Correlation of the amino-acid sequence and the 3D structure of the functional domain of EmaA from Aggregatibacter actinomycetemcomitans

Abstract

Adhesion to collagen is an important virulence determinant for the periodontal pathogen Aggregatibacter actinomycetemcomitans. Binding to collagen is mediated by the extracellular-matrix protein adhesin-A (EmaA). EmaA is a homotrimeric autotransporter protein that forms flexible antenna-like appendages on the bacterium surface. An ellipsoidal structure at the distal end of the appendage, composed of three subdomains, contains the functional domain of the molecule. A correlation between amino-acid sequence and subdomain structure (SI and SII) was proposed based on an analysis of the volume/molecular weight ratio. EmaA from three mutant strains (deletions of amino-acids 70-206 and 70-386 and a substitution mutation G162S) has been studied by electron microscopy to test this hypothesis. 3D structures were analyzed using single-axis tilt tomography of negatively stained preparations of bacteria combined with subvolume averaging. Additionally, a large number of 2D images of the apical domain of the adhesins from the mutants were extracted from micrographs of the bacterial surface, aligned and classified. The combined data showed that amino-acids 70-206 localize to subdomain SI and 70-386 comprise subdomains SI and SII. Moreover, we showed that the substitution mutation G162S, which abolishes collagen binding activity, does not affect the overall structural integrity of the functional domain. However, the structure of subdomain SI in this mutant is slightly altered with respect to the wild-type strain. These data also have allowed us to interpret the architectural features of each subdomain of EmaA in more detail and to correlate the 3D structure of the functional domain of EmaA with the amino-acid sequence.

Figure 1

(A) Schematic diagram of the protein sequence of EmaA. The EmaA domain organization indicated is based on the information previously described (Mintz, 2004; Yu et al., 2009). SP, signal peptide; head domain (dark gray); neck sequence (NS); stalk domain (light gray); MAD, membrane anchor domain. (B) Schematic diagram of the amino terminus (aminoacids 1–627) of the wild-type EmaA; in-frame deletion mutants and substitution mutant G162S. The asterisks show the location of amino-acid 162.

Figure 2

Transmission electron micrographs of A. actinomycetemcomitans strains stained with Nano-W. Below each micrograph are boxed out images of the apical domains of EmaA for each corresponding strain. (A) wild-type strain. (B) Δ70–206 mutant, EmaA mutant with a deletion corresponding to amino-acids 70 to 206. (C) Δ70–386 mutant, EmaA mutant with a deletion corresponding to amino-acids 70 to 386. (D) G162S mutant, EmaA mutant with a substitution mutation G162S. EmaA appendages on the bacterial surface are marked by arrows in the micrograph.
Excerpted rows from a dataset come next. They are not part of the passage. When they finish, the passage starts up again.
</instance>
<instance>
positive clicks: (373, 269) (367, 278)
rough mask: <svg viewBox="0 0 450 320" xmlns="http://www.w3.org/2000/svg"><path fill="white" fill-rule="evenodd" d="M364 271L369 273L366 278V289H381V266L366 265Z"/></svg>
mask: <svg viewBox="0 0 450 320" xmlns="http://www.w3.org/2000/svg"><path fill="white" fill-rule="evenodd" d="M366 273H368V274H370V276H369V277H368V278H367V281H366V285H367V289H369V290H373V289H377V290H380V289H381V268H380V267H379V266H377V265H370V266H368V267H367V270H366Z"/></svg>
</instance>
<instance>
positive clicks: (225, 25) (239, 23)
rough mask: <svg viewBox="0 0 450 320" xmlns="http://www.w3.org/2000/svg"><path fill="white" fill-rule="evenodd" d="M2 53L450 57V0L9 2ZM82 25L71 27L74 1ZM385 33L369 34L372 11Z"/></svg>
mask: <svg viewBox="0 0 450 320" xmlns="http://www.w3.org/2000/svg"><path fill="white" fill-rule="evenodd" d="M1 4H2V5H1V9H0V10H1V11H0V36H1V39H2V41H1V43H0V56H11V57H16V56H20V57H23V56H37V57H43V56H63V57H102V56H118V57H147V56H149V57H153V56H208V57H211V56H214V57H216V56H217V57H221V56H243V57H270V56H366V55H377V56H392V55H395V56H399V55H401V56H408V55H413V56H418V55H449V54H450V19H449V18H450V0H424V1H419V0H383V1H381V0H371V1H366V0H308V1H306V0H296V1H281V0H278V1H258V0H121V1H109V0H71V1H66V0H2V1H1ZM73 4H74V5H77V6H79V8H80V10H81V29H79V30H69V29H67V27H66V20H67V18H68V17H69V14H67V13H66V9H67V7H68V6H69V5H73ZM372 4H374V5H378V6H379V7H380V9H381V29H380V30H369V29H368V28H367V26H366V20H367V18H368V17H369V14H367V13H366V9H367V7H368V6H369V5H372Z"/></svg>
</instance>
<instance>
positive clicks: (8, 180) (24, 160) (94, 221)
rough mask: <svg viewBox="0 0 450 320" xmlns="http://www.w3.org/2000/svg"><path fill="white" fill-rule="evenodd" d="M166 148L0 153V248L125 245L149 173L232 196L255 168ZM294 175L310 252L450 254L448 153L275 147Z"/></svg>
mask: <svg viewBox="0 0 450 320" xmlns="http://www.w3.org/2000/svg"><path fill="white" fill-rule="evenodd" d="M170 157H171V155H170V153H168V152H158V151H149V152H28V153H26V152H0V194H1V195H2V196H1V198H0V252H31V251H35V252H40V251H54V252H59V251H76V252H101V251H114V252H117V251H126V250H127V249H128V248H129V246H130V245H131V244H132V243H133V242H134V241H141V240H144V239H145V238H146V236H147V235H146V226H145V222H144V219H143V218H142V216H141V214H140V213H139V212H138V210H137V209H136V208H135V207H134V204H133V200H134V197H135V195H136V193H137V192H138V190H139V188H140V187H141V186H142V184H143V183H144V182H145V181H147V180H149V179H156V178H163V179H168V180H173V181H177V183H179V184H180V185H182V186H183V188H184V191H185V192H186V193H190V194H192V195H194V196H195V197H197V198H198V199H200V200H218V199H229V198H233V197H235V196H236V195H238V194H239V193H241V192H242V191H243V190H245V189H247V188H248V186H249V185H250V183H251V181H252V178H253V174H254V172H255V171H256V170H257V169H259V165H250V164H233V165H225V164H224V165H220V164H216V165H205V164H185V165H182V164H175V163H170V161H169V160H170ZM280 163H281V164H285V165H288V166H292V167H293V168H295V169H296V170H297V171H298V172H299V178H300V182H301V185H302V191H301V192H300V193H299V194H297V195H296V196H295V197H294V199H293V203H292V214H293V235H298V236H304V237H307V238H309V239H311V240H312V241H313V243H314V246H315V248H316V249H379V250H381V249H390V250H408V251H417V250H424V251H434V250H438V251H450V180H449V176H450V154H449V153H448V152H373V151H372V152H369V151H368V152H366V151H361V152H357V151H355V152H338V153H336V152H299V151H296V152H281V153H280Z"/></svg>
Bends or kinks in the EmaA structure are marked with short arrows in the windowed images. Scale bars, 100 nm (micrographs) and 10nm (boxed images).

Figure 3

3D reconstruction of the functional domain of the EmaA appendages obtained by averaging EmaA subvolumes extracted from the tomograms. Left) Surface representation of the 3D structure of the mutant (blue) fitted in the wild-type volume (white mesh) and Right) Z-sections through the volume of (A) Δ70–206 deletion mutant, (B) Δ70–386 deletion mutant, and (C) G162S substitution mutant. Scale bar, 10 nm.

Figure 4

Classification of the Δ70–206 EmaA deletion mutant. (A) Class averages after correspondence analysis and hierarchical ascendant classification, (B) Corners of a 4×4 self-organizing map of the members of classes 5 (left) and 7 (right). The C_# in A denotes the class number and the numbers in B indicate the number of images contributing to the node. Scale bar, 10 nm.

Figure 5

Classification of the Δ70–386 EmaA deletion mutant. (A) Class averages after correspondence analysis and hierarchical ascendant classification, (B) Corners of a 4×4 self-organizing map of the members of classes 1 (left) and 3 (right). The C_# in A denotes the class number and the numbers in B indicate the number of images contributing to the node. Scale bar, 10 nm.

Figure 6

Classification of the G162S EmaA substitution mutant. (A) Class averages after correspondence analysis and hierarchical ascendant classification, (B) Corners of a 4×4 self-organizing map of the members of classes 3 (left) and 5 (right). The C_# in A denotes the class number and the numbers in B indicate the number of images contributing to the node. Scale bar, 10 nm.

Figure 7

Revised schematic model of the EmaA molecule. SP, signal peptide; functional domain (dark gray) including subdomains I, II and III (SI, SII, SIII); neck sequences (N1 to N7; location of necks 4–7 is based on daTAA server prediction); stalk domain (light gray); MAD, membrane anchor domain. Two of the bends observed in the EmaA structure correlate with N1 (10.3 nm) and N3 (29.4 nm).